Goodbye winter, konnichi wa spring! For those in Japan, the beautiful and elegant cherry blossom season began in March this year. Cherry trees come into flower in early spring. Cherry blossoms in Toowoomba can be seen mostly in the Japanese Gardens, Darling Heights and the Queens Park Botanic Gardens. These pretty pink flowers are about to blossom, in approximately one or two days.
In Tokyo, outside the Yasukuni Shrine lives a Someiyoshino tree which, when it flowers, marks the official start of the cherry blossom season. The tree is purported to be the first one to bloom each year. The cherry tree does well in cooler climates.
A previous spring's blossoms in the Botanic Gardens.
The cherry tree is of the genus 'prunus'. The prunus serrulata is the best-known cherry tree in Japan and is commonly called 'Sakura'. You may have heard pieces of music by that name which are dedicated to these blossoms.
The Sakura teaches of Japan's history, culture and the identity of the Japanese people. By April, the blossoms are at the peak of their beauty, though they can flower as early as January in Okinawa, or as late as May in the cooler Hokkaido. Other flowers are also celebrated all over Japan, especially the plum blossoms.
A cherry blossom viewing party is called a 'hanami' which translates as 'flower viewing'. These centuries-old parties are held day or night and can get noisy and crowded. Paper lanterns are hung. Older Japanese prefer the more peaceful plum viewing party. If you ever travel to Japan for this special season, they will say 'yokoso' - welcome.
Cherry blossoms in the Japanese Gardens, Regent St, Darling Heights.
Toowoomba has a sister city in Japan, Takatsuki. A sister city is a relationship which enhances cultural exchanges and fosters business opportunities. It also promotes cultural diversity and enriches our community. Many Japanese students come to study at the University of Southern Queensland.

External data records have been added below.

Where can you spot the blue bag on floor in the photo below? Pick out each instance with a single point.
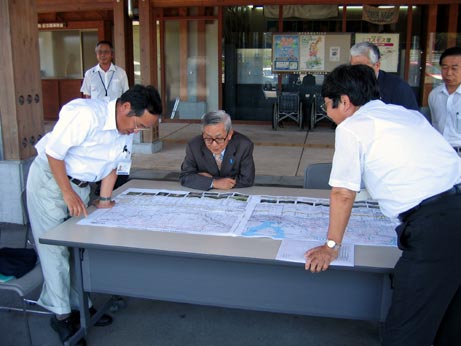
(17, 262)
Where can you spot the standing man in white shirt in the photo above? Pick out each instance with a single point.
(105, 81)
(445, 100)
(86, 145)
(413, 173)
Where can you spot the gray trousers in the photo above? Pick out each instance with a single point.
(47, 210)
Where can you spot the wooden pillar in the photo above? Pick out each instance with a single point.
(344, 19)
(201, 58)
(149, 63)
(430, 43)
(183, 56)
(220, 50)
(21, 108)
(123, 39)
(408, 41)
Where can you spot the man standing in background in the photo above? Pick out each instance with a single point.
(105, 81)
(445, 100)
(392, 88)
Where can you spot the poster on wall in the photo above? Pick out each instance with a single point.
(388, 45)
(286, 52)
(309, 52)
(312, 52)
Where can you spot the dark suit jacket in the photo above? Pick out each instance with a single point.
(395, 90)
(237, 163)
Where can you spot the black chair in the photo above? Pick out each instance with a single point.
(317, 175)
(317, 113)
(288, 106)
(307, 90)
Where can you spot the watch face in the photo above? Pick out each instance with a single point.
(331, 244)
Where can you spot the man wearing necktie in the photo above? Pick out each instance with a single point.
(219, 158)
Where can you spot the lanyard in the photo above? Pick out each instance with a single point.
(110, 80)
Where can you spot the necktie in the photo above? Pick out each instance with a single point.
(218, 159)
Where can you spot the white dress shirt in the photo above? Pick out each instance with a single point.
(446, 113)
(87, 139)
(105, 85)
(398, 154)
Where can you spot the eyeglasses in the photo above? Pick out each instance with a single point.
(219, 141)
(323, 106)
(136, 128)
(101, 52)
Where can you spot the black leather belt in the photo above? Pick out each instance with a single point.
(77, 182)
(453, 191)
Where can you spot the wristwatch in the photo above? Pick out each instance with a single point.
(332, 244)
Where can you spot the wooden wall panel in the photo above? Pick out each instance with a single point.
(21, 109)
(51, 106)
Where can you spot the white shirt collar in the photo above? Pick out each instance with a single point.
(111, 122)
(99, 69)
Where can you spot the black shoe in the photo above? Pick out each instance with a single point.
(65, 328)
(103, 321)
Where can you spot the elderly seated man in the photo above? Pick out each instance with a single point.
(219, 158)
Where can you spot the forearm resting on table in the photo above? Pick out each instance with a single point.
(341, 202)
(105, 193)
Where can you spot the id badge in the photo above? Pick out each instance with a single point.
(124, 167)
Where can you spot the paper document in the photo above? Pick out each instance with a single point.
(293, 251)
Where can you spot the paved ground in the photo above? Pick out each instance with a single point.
(155, 323)
(280, 157)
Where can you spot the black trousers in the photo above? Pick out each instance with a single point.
(426, 303)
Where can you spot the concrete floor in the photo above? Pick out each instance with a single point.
(155, 323)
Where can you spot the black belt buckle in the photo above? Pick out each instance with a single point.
(454, 190)
(78, 182)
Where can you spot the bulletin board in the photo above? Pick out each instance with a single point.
(309, 52)
(388, 45)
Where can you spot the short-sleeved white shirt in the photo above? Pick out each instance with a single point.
(401, 158)
(102, 85)
(87, 139)
(445, 108)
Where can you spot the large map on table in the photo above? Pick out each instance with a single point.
(236, 214)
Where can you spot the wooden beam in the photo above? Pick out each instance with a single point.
(44, 6)
(199, 3)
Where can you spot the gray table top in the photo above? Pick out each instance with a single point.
(73, 235)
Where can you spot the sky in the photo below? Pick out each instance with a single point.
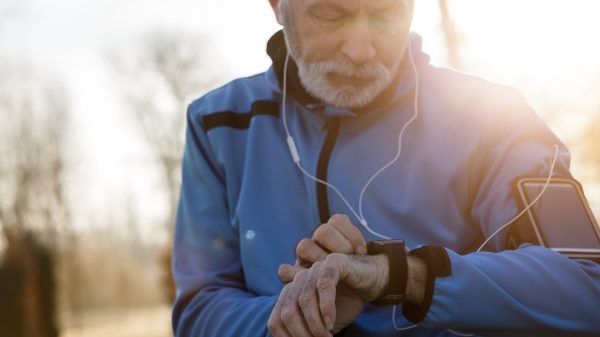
(546, 48)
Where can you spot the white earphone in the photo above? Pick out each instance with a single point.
(360, 215)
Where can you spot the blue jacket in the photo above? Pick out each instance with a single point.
(245, 205)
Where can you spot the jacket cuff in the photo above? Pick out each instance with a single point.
(438, 265)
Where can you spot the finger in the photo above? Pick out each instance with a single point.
(326, 286)
(309, 305)
(343, 224)
(309, 252)
(274, 324)
(331, 239)
(287, 272)
(290, 313)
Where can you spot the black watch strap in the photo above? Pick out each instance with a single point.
(398, 269)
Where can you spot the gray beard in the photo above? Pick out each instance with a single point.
(375, 77)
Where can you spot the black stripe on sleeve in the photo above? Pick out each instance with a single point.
(240, 121)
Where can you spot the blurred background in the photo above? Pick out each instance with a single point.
(92, 102)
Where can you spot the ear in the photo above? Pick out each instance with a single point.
(275, 4)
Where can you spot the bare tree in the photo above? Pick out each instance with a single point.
(160, 77)
(33, 207)
(32, 157)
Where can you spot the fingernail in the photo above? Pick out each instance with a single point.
(328, 323)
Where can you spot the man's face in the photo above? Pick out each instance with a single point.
(347, 51)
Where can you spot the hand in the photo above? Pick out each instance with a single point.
(338, 235)
(311, 304)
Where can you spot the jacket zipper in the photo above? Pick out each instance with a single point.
(333, 130)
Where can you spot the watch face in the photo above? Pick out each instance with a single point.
(398, 267)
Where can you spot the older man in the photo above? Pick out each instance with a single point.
(351, 120)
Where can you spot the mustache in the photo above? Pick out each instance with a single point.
(346, 68)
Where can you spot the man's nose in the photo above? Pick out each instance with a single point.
(358, 44)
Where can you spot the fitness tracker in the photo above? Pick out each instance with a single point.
(398, 270)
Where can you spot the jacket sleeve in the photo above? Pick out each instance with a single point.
(212, 299)
(525, 290)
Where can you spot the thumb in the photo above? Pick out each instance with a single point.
(287, 272)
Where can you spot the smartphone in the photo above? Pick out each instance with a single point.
(560, 219)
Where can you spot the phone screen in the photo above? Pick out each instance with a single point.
(562, 215)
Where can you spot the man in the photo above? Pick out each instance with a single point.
(352, 121)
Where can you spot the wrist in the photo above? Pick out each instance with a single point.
(391, 273)
(416, 282)
(382, 264)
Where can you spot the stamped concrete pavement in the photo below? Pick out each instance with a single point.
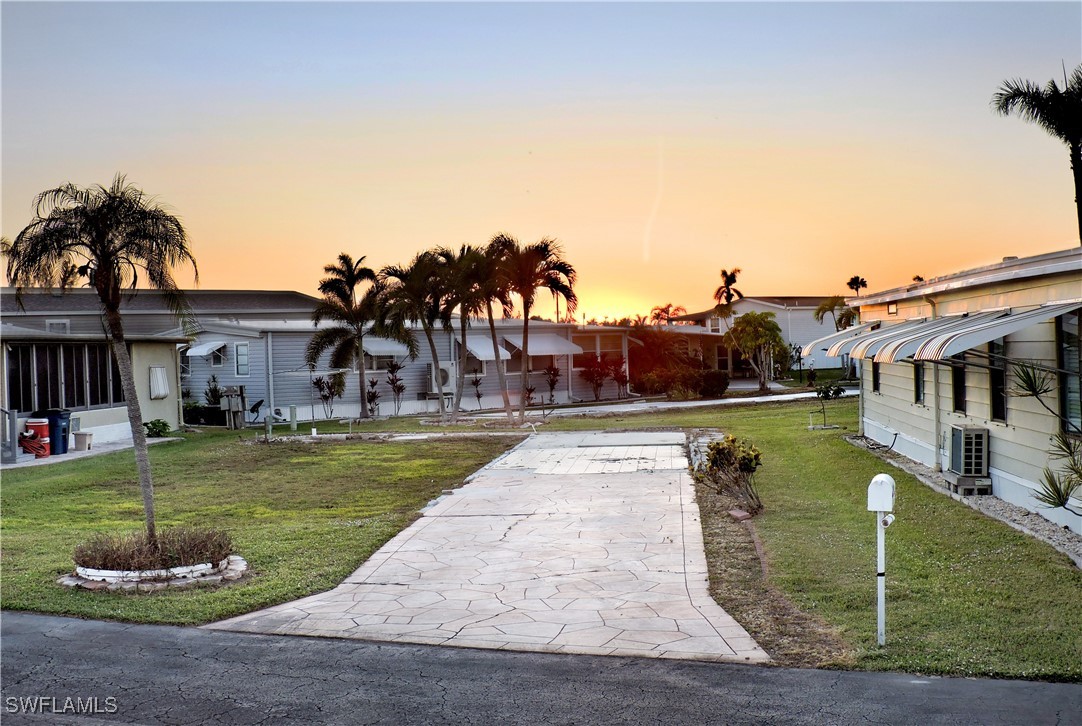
(575, 543)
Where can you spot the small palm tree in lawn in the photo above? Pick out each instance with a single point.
(416, 293)
(114, 237)
(856, 284)
(463, 272)
(530, 267)
(1056, 110)
(352, 313)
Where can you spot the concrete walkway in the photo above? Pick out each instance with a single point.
(578, 542)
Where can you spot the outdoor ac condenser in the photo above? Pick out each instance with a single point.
(968, 451)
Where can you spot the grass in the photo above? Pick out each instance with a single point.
(966, 595)
(304, 515)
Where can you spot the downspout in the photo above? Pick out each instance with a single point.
(267, 342)
(935, 397)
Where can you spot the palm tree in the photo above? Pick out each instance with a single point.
(463, 272)
(665, 313)
(496, 288)
(856, 284)
(526, 269)
(416, 294)
(114, 237)
(352, 317)
(831, 305)
(1056, 110)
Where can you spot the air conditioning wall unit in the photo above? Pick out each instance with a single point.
(968, 451)
(447, 377)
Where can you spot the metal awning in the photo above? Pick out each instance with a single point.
(951, 342)
(203, 350)
(382, 346)
(886, 331)
(480, 347)
(545, 344)
(906, 346)
(825, 343)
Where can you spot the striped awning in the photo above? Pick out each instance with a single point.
(826, 342)
(907, 345)
(480, 347)
(948, 343)
(545, 344)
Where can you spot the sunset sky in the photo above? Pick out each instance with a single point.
(803, 143)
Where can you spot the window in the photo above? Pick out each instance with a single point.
(378, 363)
(240, 351)
(958, 382)
(998, 380)
(73, 375)
(159, 384)
(1069, 335)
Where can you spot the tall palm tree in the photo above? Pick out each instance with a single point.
(353, 315)
(496, 288)
(856, 284)
(528, 268)
(462, 275)
(114, 237)
(1056, 110)
(416, 294)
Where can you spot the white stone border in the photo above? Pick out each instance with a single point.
(232, 568)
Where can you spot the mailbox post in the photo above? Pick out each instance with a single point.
(881, 501)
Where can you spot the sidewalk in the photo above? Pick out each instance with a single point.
(577, 543)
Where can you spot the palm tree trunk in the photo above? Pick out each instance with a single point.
(435, 370)
(364, 374)
(464, 317)
(134, 420)
(1077, 170)
(500, 369)
(525, 373)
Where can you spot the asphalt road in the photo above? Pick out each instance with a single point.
(153, 674)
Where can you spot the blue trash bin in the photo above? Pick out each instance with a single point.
(60, 429)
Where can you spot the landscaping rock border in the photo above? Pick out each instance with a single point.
(229, 569)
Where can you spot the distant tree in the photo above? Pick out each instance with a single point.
(530, 267)
(759, 338)
(856, 284)
(662, 314)
(114, 237)
(1056, 110)
(351, 311)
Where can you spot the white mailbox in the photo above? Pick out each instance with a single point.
(881, 493)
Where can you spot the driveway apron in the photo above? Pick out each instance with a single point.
(577, 542)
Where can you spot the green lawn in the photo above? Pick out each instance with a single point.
(304, 515)
(966, 595)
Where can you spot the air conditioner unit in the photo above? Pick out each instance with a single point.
(446, 372)
(968, 451)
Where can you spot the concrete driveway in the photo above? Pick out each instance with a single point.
(576, 543)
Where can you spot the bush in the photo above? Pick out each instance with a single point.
(179, 546)
(729, 466)
(156, 429)
(714, 383)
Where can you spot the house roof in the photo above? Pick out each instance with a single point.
(774, 301)
(203, 302)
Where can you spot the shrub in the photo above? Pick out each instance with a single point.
(729, 467)
(177, 546)
(714, 383)
(156, 429)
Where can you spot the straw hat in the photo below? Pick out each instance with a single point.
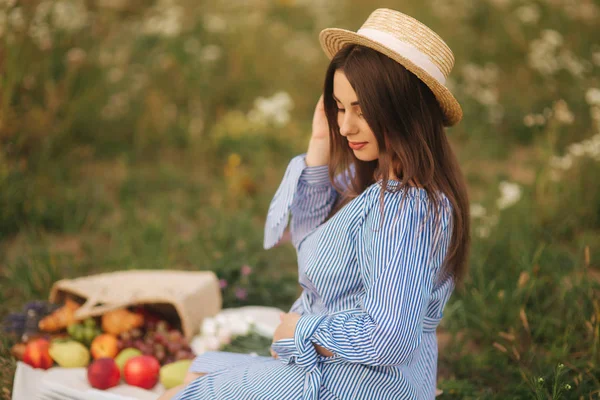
(409, 42)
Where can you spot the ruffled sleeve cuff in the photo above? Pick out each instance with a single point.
(279, 209)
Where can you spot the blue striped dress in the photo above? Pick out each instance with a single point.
(371, 295)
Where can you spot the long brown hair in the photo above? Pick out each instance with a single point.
(407, 122)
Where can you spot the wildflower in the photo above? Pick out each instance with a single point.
(510, 193)
(528, 14)
(70, 15)
(76, 56)
(483, 231)
(239, 327)
(273, 110)
(214, 23)
(241, 293)
(562, 113)
(523, 279)
(210, 53)
(246, 270)
(209, 327)
(477, 210)
(224, 336)
(592, 96)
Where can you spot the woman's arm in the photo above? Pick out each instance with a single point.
(387, 327)
(308, 194)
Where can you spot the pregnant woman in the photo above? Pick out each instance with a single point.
(379, 219)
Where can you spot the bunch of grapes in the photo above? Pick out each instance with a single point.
(158, 340)
(23, 325)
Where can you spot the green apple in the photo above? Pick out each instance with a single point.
(173, 374)
(125, 355)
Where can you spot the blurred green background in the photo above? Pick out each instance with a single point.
(153, 134)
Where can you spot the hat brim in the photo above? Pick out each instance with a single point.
(333, 39)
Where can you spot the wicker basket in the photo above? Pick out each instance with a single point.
(184, 298)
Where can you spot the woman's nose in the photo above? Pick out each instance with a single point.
(347, 125)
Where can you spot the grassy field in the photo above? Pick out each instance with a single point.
(139, 134)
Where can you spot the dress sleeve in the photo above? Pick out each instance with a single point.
(387, 326)
(305, 191)
(298, 307)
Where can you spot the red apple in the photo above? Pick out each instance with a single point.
(104, 373)
(37, 354)
(142, 371)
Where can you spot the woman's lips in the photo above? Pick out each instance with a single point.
(357, 145)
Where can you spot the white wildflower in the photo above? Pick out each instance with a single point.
(528, 14)
(562, 113)
(165, 19)
(510, 193)
(224, 335)
(529, 120)
(112, 4)
(272, 110)
(69, 15)
(115, 75)
(192, 46)
(210, 53)
(482, 231)
(552, 37)
(477, 210)
(539, 119)
(212, 343)
(214, 23)
(592, 96)
(76, 56)
(239, 327)
(16, 19)
(209, 327)
(596, 57)
(561, 163)
(576, 149)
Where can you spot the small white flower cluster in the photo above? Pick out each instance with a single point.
(165, 19)
(275, 110)
(528, 13)
(485, 222)
(457, 10)
(204, 54)
(560, 112)
(510, 194)
(481, 83)
(588, 148)
(214, 23)
(219, 331)
(548, 56)
(70, 15)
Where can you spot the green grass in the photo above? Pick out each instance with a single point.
(139, 152)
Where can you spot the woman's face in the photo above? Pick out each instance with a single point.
(353, 125)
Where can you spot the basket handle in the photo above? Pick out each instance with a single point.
(92, 308)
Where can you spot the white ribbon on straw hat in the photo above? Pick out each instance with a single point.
(408, 42)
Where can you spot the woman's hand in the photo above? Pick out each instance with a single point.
(286, 328)
(318, 148)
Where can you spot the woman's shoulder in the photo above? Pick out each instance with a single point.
(402, 199)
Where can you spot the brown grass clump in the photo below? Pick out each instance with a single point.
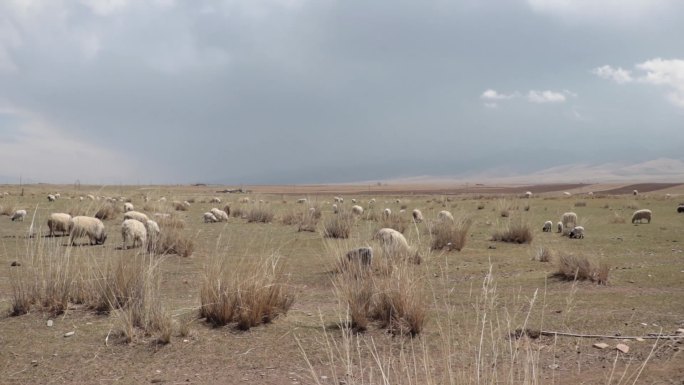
(573, 267)
(338, 226)
(108, 211)
(260, 214)
(248, 295)
(518, 232)
(449, 234)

The beautiful blossoms in Toowoomba are worth seeing. As the Garden City, Toowoomba celebrates spring with the Carnival of Flowers each year. In 2020, the carnival begins on 18 September (to 27th).
As well as viewing the breathtaking display of the cherry blossoms, you could also celebrate by creating origami cherry blossoms. They are surprisingly beautiful.
There are other gorgeous blossom trees around Toowoomba including a lovely blossom avenue in Laurel Bank Park, City and at the University of Southern Queensland near the ring road Japanese Gardens entrance, plus a row of what looks like almond blossoms in 'Eat Street', the city.